Although guidance to limit the spread of the new Covid variant was published on the government website on Friday evening asking people to avoid meeting indoors and travelling in or out of the affected areas (Bedford, Blackburn, Bolton, Kirklees, Leicester, Hounslow and North Tyneside), it was discovered only on Monday night. No announcement was made and no notification sent to local representatives or MPs. It took four days before local health officials, councils and MPs found out about the change in policy, and that was thanks to the investigative reporting at the Manchester Evening News. Hardly surprising the government is now facing accusations of imposing local lockdowns by stealth – although of course for four days no one even knew there was a local lockdown.

To make matters worse, one of the listed areas is Hounslow in London, concerning because it is the neighbouring borough to Heathrow airport. Significant numbers of Hounslow residents work at the airport, which begs the question whether it is safe or advisable for them to go to work. Of course no help is forthcoming for them to stay at home.

This all comes fast on the heels of the government’s failure last week to publish data on the spread of the new variant – data due out on Thursday but not released until late on Saturday night, with crucial information about in-school transmission still missing.
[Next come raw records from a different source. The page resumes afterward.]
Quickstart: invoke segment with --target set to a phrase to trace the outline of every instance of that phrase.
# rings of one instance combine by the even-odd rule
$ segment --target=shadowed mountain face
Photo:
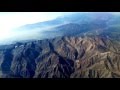
[[[59,37],[0,50],[1,77],[120,77],[120,43],[105,37]]]
[[[118,78],[119,24],[119,15],[76,13],[20,27],[44,29],[42,40],[1,45],[0,77]]]

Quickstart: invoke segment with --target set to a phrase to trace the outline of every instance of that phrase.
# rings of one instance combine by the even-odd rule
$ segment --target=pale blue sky
[[[72,12],[0,12],[0,40],[18,36],[14,28],[55,19]]]

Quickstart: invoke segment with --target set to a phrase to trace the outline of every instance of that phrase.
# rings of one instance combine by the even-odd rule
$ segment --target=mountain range
[[[19,27],[42,37],[1,45],[0,77],[119,78],[119,19],[107,12],[75,13]]]

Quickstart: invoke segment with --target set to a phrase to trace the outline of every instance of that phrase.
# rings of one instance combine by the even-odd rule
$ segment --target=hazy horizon
[[[14,31],[15,28],[27,24],[34,24],[53,20],[57,17],[69,15],[73,13],[89,13],[89,12],[0,12],[0,44],[14,40],[23,40],[28,38],[37,38],[39,30],[36,31]],[[90,12],[93,13],[93,12]],[[112,14],[120,14],[119,12],[109,12]]]

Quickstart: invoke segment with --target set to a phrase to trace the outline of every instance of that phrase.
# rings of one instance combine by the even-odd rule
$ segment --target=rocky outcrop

Let us not forget that it is people from poorer and ethnic minority communities who will suffer most if the new variant spreads: the death rate among the Black and Asian communities has been 30% and 49% higher than their white counterparts (taking into account age and baseline health). Disparity on hospital admissions is even greater. And although vaccinations will help only 44% of the adult population have received the necessary two doses to protect them from this new variant.

It is not news that Johnson and his acolytes have scant regard for the health of the population and even less for the health of poorer and more marginalised communities, but these recent ham-fisted attempts to suppress data, information and guidance on the spread of the new variant act as a stark reminder that this government’s first principle is not the protection of the lives of its citizens but the protection of itself.

Dominic Cummings, not satisfied with his performance in the Downing Street garden last May, is in the process of writing one of the longest twitter threads in history as a revenge tweet. Tomorrow he appears before a select committee of MPs where he will continue to embark on his blame game. We will hear how as the most influential advisor in government, his advice was ignored. We will hear how the government followed a policy of herd immunity as though this was no longer happening. There will be debates about the meaning of herd immunity, but the semantics are irrelevant when we can see with our own eyes that acting fast with clear messaging to suppress the virus before it takes hold is not and never has been part of the government’s plan. We do not need a Cummings’ tweet nor select committee hearing to tell us this.

A year ago today George Floyd’s murder reignited the BLM movement and lit a flame among thousands of activists who took to the streets to demand change. The movement opened the eyes of many, engaged a new generation of activists and showed them how protest and public outcry can begin the process of change. On 26 June we must do the same and support the People’s Assembly demonstration so that the voices of ordinary people are heard. We must demand change, and demand an end to this corrupt and deadly government.